Over the past few months I have been working on the organisational side of the project and this month we finally started the first series of workshops with a group of Women from You trust in Hampshire.
I have several personal aims for this project. I want to bring female artists and women who do not call themselves artists together to allow discussion and dialogue to occur. I want to consider the limitations and liberation of working within an art world and art institutions vs outside of this, or doing both. I want to use these situations of dialogue as my research, but also give back by providing creative space and professional artist guidance for these groups of women to create themselves and exhibit work.
This project came about from my desire to consider current issues of gender and equality within a wider context, and within a context that encompasses the communities that I am a part of and live within. Alongside seeking discussion within the academic and activist circles that I am a part of, I felt it necessary to consider views that grow outside of these arenas. For this I needed to set up my own scenarios for discussion and working with FiLia to run this project felt like the best way to do this.
So far we have 3 artists, 3 groups of women, two venues including Downview Prison and two exhibition opportunities in London and locally. We ran the first two workshops in May and these allowed me to start to explore how as a group we can gain each others trust, feel relaxed and possibly document the events in some way. Having another Artist lead the sessions has worked well with this as it allowed me to be free to roam the workshop, join in and speak to the women. I was also able to photograph and film, but with the limitations of anonymity that is essential with this particular group.

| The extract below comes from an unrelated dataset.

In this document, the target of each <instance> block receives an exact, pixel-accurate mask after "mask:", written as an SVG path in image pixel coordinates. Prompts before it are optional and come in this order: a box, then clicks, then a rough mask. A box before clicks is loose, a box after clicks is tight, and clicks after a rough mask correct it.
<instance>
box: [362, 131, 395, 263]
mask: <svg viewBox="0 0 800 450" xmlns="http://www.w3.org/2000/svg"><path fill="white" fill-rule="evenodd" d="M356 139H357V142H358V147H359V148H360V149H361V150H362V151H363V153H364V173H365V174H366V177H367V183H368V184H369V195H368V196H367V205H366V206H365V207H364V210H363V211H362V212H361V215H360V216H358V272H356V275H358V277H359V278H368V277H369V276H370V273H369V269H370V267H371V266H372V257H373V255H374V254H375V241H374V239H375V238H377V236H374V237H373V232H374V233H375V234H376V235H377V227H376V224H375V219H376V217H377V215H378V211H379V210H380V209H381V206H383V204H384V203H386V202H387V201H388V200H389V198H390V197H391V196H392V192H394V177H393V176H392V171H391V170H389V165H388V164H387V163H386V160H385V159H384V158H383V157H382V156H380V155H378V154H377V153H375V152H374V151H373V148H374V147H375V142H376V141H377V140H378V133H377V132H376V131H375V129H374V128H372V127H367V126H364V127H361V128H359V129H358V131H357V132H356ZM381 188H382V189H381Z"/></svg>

Dialogue in the group has already begun, women teasing one another, but also supporting one another almost like family. There is presence of a support worker to consider, getting involved with the project which lends a feel of supervision, but also of security perhaps for the women. These sessions also have children present, an essential element when facilitating a group women with no local family support. This allows for the women to be relaxed knowing that their children are present, safe and occupied (with their own creative activities and play), but it also can be a distraction. A well known consideration for parents!
How much dialogue on current issues will occur naturally, I don’t know. I could lead it perhaps, but I don’t want to disrupt what comes naturally either. Is it important ‘what’ we talk about? Or is that simply my assumptions of current issues and what may be important?